CHAPITRE V – Les Petits AS

Chapitre I – Roland
Chapitre II – On achève bien les buffles
Chapitre III – Tragédie racinienne
Chapitre IV – Claudio se prend pour Chang face à Lendl

 

 

Le maquillage professionnel, c’est quelque chose. Ça n’a rien à voir avec la chirurgie esthétique ou les déguisements de Cherokee ; une jolie fille vous applique des poudres magiques et vous devenez vous, en mieux. Butler pénétrait au même moment sur le Lenglen pour son match contre Gambill – on entendait les échos des applaudissements tandis que le présentateur annonçait l’arrivée du quatrième mondial – et j’éprouvai une forme de honte à l’idée d’abandonner Claudio pour ce qui serait sans nul doute sa dernière heure et demie de vie consciente. Oui, j’éprouvais une sorte de honte, mais elle était largement compensée par les massages de tempes administrés par la maquilleuse.

A 16h55, j’entrai sur le plateau. Je suis plutôt vieux jeu, concernant le sport en général et le tennis en particulier, mais beaucoup moins vieux jeu que France Télévisions. Si j’admire l’offensive, je ne me répands pas en commentaires désobligés sur la disparition « tellement préjudiciable » du « tennis d’attaque » et sur le « manque cruel de variations dans le tennis contemporain ». Déjà, parce que je demande à voir McEnroe monter à la volée face aux fusées de Iejov ; ensuite parce que les variations se pratiquent plutôt en position d’attaque, et confère ma remarque précédente ; et puis parce que c’est comme ça : le tennis a changé. Je fus par conséquent surpris de constater que ce que je prenais pour de l’ameublement sonore en période creuse nourrissait hors antenne les conversations des journalistes, consultants et commentateurs présents autour de moi. Ainsi s’achevait leur conversation au moment où l’ingénieur du son, une sorte de nain claudiquant, s’ingéniait, les mains dans mes poches, à dissimuler les fils du micro-cravate dont il m’avait gratifié.

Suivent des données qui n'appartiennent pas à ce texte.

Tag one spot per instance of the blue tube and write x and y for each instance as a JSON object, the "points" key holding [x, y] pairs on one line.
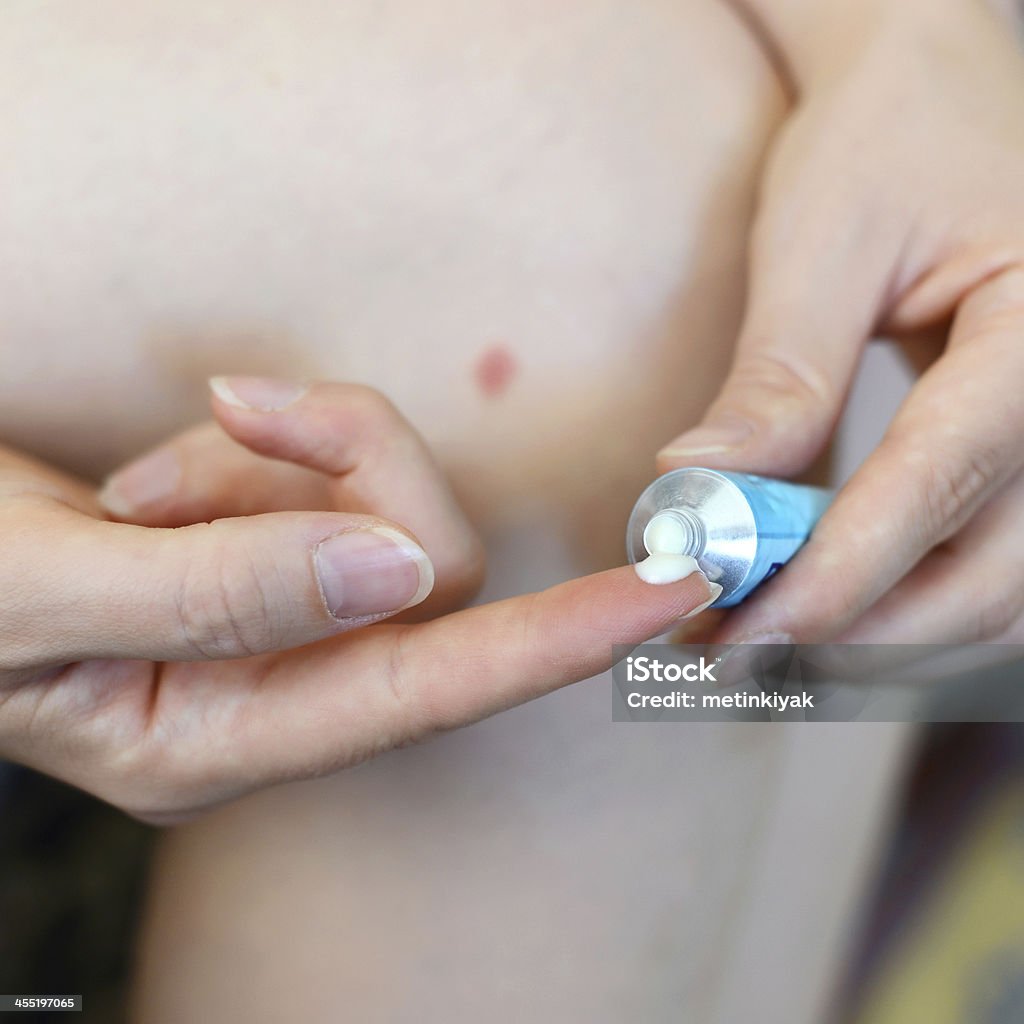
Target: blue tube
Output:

– Ne me fais pas dire ce que je n’ai pas dit, Arnaud. Je ne me réjouis évidemment pas de la disparition de Belluci. Ce que je dis, par contre, c’est que ça ouvre le tableau pour les attaquants. Tu es le premier à dire que ce serait beau de voir un attaquant remporter Roland-Garros. On ne peut pas dire que Belluci variait beaucoup, quand même : pan dans la balle, bim, bam, boum, ping, bang bang, pan, boum, vraoum, badibadaboum, pim, pam, prouuuuuuh, on recommence, puis à nouveau ; et au premier qui craque. Stratégiquement, on a vu plus excitant.
– Ce que tu ne comprends pas c’est que les attaquants, sur terre, arrêtent d’attaquer. Ça ne change rien. Regarde Stern : au début de sa carrière, il montait sans arrêt au filet ! Et aujourd’hui ? Nada – Nichts. Belluci, Iejov, Butler et tous les autres ont fait évoluer le jeu : les joueurs ont peur d’être pris pour des cibles. Mais je t’assure que, partout ailleurs, les gens s’en réjouissent ! Il n’y a qu’en France – et un peu en Angleterre, mais on ne va pas se mettre à être d’accord avec les angliches – qu’on regrette ce jeu-là. Ailleurs, plus ça tape fort, plus c’est physique et plus ça fait d’audience.
– Peut-être somme nous en train de devenir des dinosaures.
– Pourquoi crois-tu que les chaines privées internationales veulent obtenir les droits ? Avec les montants qu’elles proposent, elles espèrent pouvoir jouir de l’influence nécessaire pour orienter la programmation et peser sur le jeu, le rendre toujours plus court, plus dense, plus spectaculaire. Nous, on est protégé parce qu’on est en phase avec la direction et la fédération, mais pour combien de temps ?
– Bon, déjà, on peut se rassurer : un mort sur le tournoi, on le saura, ça fait de l’audience. Ah, tiens, parlant de ça, bonjour. Auguste, c’est ça ? Excusez-moi, je ne vous connais pas, je suis plutôt sur le cyclisme, habituellement ; mais le tennis, c’est passionnant ! Hein ? Arnaud ? Tu connais monsieur ?
– Oui, on s’est croisé, aux Petits As : tu avais gagné en 1997 ou 1998, c’est ça ?
– Non, c’est Simon Perreau qui a gagné les Petits As. Moi, je t’ai joué en Interclubs, en 2000. J’avais perdu, je te rassure, c’est peut-être pour ça que tu ne t’en souviens plus.
– Si, je m’en souviens très bien ! Tu jouais pour Garches !
– Non, pour le TCP.
– Ah oui, oui, c’est ça. C’est ça…. Tap, tap, tap sur la table centrale.
– Et vous accompagnez donc la police sur l’enquête ?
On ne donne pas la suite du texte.